NEWS2 is made up of a series of categories assigned from real-life, raw data. There is actually no 1:1 duplication of vital signs measurements. Maybe you’re thinking of another score?
In any case, if we follow the idea of creating reusable CLUSTERs for every data element that might be represented in some way in multiple archetypes then we also have to ask where we stop. A CKM full of ELEMENT archetypes that can be configured in unlimited permutations and combinations? For example, we haven’t modelled a generic and reusable CLUSTER/SLOT pair for each instance of ‘Description’ or ‘Comment’, despite the fact that these data elements exist in almost every archetype. We need to avoid reuse for reuse’s sake, instead opting for utility, clarity and simplicity of data representation. Filling SLOTs to include a description or a comment in every archetype is adding zero value, only modelling and governance overheads. We need the capacity for a free text description and a comment in most archetypes - but I can assure you that there is also zero clinical value in querying ‘all descriptions’ or ‘all comments’.
In addition, if we start to create a multitude of single data element archetypes then we quickly end up with a governance and querying hell, where each measurement may have been recorded in a variety of ENTRY contexts - with the potential for weights to be recorded within non-OBSERVATION contexts.
Other modelling paradigms have previously gone down this ELEMENT modelling road to maximise the flexibility of reuse but have not been scaleable/governable outside the original system silo - we definitely don’t want to replicate this mistake. My discussions with them at the time were about the nightmare governance problem they had with their artefacts and their difficulty on how to train modellers about appropriate use and, more importantly, what was the wrong way to use the artefact. They agreed that openEHR ENTRY/CLUSTER groupings seemed to provide a sweet spot between reusability, flexibility and governance.

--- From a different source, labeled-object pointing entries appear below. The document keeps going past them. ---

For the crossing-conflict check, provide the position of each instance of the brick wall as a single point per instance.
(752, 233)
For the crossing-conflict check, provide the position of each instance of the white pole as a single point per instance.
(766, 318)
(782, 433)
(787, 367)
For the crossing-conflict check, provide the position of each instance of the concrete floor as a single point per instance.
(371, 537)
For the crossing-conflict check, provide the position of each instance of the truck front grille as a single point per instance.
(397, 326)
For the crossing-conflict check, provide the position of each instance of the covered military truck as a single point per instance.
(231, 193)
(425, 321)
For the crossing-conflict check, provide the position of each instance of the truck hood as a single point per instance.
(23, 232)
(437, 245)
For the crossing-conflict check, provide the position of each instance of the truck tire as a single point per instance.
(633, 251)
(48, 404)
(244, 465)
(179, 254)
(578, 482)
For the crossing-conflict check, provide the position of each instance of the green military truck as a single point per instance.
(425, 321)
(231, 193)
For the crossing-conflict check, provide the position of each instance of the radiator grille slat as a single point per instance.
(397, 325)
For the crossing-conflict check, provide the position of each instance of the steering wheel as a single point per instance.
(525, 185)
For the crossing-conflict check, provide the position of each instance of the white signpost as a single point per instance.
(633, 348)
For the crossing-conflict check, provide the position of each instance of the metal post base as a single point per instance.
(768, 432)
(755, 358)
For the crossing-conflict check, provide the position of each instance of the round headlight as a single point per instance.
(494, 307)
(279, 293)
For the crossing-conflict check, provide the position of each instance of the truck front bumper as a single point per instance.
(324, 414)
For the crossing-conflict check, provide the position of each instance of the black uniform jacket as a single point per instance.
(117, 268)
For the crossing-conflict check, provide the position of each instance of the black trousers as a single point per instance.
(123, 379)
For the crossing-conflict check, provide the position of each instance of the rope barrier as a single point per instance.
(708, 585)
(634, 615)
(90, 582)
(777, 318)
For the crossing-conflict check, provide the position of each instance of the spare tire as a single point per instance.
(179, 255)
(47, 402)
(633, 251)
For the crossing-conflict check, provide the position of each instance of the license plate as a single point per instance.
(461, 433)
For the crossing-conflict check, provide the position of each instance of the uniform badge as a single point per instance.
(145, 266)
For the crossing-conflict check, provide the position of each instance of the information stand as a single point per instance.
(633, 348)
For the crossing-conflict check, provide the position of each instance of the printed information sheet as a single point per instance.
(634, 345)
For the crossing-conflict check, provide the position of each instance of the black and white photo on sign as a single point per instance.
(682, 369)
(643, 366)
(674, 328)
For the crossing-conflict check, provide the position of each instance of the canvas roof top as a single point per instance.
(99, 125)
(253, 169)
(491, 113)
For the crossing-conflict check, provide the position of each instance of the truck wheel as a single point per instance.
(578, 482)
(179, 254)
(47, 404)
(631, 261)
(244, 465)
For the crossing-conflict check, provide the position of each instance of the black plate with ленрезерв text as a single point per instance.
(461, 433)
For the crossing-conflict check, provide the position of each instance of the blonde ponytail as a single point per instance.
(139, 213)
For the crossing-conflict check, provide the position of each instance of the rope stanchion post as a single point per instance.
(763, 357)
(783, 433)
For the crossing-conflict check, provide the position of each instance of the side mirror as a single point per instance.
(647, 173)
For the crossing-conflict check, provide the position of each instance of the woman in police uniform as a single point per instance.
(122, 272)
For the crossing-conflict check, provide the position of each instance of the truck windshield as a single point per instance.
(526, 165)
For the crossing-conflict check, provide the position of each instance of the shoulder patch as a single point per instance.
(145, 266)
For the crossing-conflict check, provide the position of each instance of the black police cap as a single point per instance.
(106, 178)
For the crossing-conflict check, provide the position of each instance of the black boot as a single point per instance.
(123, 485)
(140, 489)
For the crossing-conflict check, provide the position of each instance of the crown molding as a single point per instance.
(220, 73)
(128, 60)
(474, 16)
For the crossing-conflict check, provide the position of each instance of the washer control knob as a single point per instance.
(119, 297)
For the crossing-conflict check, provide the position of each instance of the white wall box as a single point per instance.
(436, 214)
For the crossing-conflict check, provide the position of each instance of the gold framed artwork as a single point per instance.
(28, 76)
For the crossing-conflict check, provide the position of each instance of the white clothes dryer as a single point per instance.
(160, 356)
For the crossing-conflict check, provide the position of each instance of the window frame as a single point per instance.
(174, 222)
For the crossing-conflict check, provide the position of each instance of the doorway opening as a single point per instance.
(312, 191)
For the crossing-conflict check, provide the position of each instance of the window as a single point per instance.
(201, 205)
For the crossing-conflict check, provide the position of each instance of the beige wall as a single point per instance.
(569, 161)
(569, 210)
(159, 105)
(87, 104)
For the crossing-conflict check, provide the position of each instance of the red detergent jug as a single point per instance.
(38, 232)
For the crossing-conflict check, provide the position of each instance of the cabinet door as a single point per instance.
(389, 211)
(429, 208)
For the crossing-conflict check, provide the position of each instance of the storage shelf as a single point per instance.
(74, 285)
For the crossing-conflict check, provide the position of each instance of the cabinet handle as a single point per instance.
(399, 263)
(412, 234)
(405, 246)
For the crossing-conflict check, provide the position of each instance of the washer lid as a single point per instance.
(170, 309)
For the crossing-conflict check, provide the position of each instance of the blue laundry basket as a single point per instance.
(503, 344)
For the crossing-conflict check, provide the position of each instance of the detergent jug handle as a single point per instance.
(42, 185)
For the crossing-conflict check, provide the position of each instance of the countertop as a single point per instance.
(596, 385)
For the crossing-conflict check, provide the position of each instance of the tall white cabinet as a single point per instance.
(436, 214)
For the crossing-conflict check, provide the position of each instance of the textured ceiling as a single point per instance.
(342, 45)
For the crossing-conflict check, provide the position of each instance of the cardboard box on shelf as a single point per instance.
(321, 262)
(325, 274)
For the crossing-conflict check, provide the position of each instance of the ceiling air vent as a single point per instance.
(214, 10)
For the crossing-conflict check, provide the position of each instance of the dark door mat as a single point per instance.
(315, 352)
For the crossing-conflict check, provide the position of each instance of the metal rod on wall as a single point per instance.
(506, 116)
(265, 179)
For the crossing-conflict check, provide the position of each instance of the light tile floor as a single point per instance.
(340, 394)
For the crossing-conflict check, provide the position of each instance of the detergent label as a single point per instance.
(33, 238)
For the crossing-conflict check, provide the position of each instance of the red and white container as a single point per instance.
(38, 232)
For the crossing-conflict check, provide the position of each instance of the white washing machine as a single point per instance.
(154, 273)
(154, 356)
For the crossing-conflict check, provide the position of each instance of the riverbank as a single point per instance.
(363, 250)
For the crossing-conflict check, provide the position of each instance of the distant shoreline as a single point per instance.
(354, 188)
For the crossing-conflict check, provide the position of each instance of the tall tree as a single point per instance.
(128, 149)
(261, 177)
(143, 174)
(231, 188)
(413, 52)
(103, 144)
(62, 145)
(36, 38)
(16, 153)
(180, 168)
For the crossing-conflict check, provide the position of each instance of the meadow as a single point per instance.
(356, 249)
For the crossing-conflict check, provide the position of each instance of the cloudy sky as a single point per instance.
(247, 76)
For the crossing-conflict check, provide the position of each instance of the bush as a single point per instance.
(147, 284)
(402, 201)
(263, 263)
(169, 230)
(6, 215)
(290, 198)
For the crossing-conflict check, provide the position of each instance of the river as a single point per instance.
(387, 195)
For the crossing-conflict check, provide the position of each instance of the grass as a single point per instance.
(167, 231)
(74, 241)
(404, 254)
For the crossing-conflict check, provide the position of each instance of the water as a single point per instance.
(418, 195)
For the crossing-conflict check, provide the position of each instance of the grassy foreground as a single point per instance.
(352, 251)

With that background for consideration, BMI is often calculated in isolation from the act of recording an actual weight measurement, so the system will need to reference a pre-existing one as part of its’ calculation and presumably record some kind of traceability to the source measurement. If the BMI/score/scale is calculated at the time of recording of body weight, I think the best utility comes from recording the measurement using the ubiquitous OBSERVATION.body_weight, so it can be queried as part of ‘all body weights’ (including state and event/math contexts), and apply a business/technical/system solution for inclusion of the weight value within other archetype/template contexts - either as a ‘citation’, ‘reference’, copy or whatever technical magic you want to utilise to access the original, single source OBSERVATION. This should not be a design issue within a coherent data ecosystem, but one solved by business logic or technical/engineering artistry.
While not all heart rates are equal due to the dynamic (minute-to-minute) changes in the context of exercise or fear etc, I think the opposite almost universally applies to body weight. I’m firmly in the camp that most weights should be recorded and queried in a simple, ubiquitous way. But I’ll also acknowledge that clearly recording weight measurements during episodes (weeks/months/years) of pregnancy or heart failure may add some complexity, and I’d suggest that these scenarios need to be dealt with slightly differently & definitely not solved by a CLUSTERed representation of body weight.